I don't know if this is still an open issue, but as someone who might ask
for such data, here's my two cents.
I attend a design program at a research institution, which gives me an
interesting perspective of having to undergo the rigors of Human Subjects
Committee approval for research that ultimately informs the design and may
never result in a formal paper. What would be interesting to me is to be
able to analyze both the statistical frequency of edits and the type of edit
being performed. Since my interest is ultimately about what participants do
when involved in online communities, it would be important to be able to go
beyond the aggregate and be able to analyze the content with an eye on
producing personas. I would like to be able to say that User Type B
typically responds with Action Z when encountering User Type C, etc. That
isn't possible unless there is some way to view individual threads of
activity and qualitatively analyze the specific content.
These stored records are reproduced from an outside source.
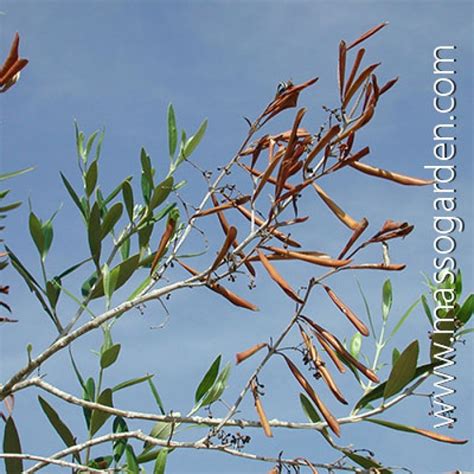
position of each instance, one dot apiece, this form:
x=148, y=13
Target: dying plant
x=261, y=234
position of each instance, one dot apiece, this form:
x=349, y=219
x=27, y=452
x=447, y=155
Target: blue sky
x=117, y=65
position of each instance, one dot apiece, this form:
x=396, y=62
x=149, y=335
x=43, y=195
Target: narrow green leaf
x=94, y=233
x=387, y=297
x=98, y=418
x=395, y=355
x=378, y=391
x=160, y=463
x=216, y=391
x=37, y=233
x=91, y=178
x=465, y=312
x=161, y=192
x=11, y=444
x=119, y=426
x=403, y=371
x=60, y=427
x=90, y=142
x=208, y=380
x=367, y=310
x=132, y=462
x=75, y=198
x=111, y=218
x=53, y=289
x=12, y=174
x=156, y=396
x=194, y=141
x=131, y=382
x=172, y=131
x=109, y=356
x=403, y=319
x=427, y=309
x=127, y=194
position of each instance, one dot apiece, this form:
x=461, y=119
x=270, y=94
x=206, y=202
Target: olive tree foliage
x=138, y=232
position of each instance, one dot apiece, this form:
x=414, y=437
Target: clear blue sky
x=118, y=64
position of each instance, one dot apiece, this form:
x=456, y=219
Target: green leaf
x=119, y=426
x=12, y=174
x=73, y=194
x=387, y=298
x=131, y=382
x=367, y=310
x=427, y=309
x=156, y=396
x=378, y=391
x=90, y=142
x=161, y=192
x=403, y=371
x=216, y=391
x=172, y=131
x=11, y=444
x=127, y=194
x=160, y=463
x=365, y=462
x=91, y=178
x=465, y=312
x=36, y=232
x=355, y=345
x=109, y=356
x=111, y=218
x=403, y=319
x=88, y=394
x=98, y=418
x=132, y=462
x=94, y=233
x=53, y=290
x=10, y=207
x=309, y=409
x=395, y=355
x=60, y=427
x=194, y=141
x=208, y=380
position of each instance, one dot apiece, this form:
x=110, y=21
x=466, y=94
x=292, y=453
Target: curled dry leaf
x=275, y=232
x=10, y=70
x=278, y=279
x=339, y=348
x=324, y=140
x=230, y=238
x=227, y=294
x=241, y=356
x=354, y=69
x=355, y=235
x=260, y=411
x=356, y=322
x=345, y=218
x=355, y=86
x=327, y=415
x=310, y=258
x=321, y=367
x=388, y=85
x=287, y=99
x=227, y=205
x=367, y=35
x=225, y=227
x=390, y=175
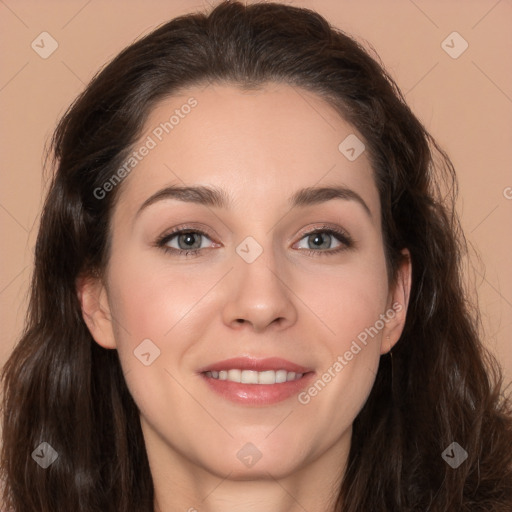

I have a MediaWiki-based experiment going on right now, which was approved
by my school's review board in July. I'm not going to get anywhere close to
Wikipedia size for members, so content analysis is going to be difficult but
significantly easier than a massive wiki project. I have a SQL script that I
run weekly to get some aggregate statistics and both user- and page-centric
data sets. I created the entire site with HSC approval and full disclosure
of how I plan to use the data (referring to users, if at all, by their
chosen usernames only). And if someone asks me for the data, I would be
required to follow HIPPA kinds of rules and allow all of the participants to
prevent having their information included.
What would be very useful would be to have some pre-programmed export of
data that would provide this same information. The aggregate data shouldn't
be a big obstacle, but I would think there would have to be some way of
stripping out identification. Data-wise, that would be easy; assign a unique
ID in place of MW userID or username. Content-wise, it's not so easy; can
posted identity references and translated signature tags be masked? There
may also need to be some means of allowing members to opt out whenever
identity is involved.
If the Powers the Be MediaWiki could resolve this by November, that would
be wonderful.I'll get my HSC forms in order and get in line for that data.
:)
Kevin Makice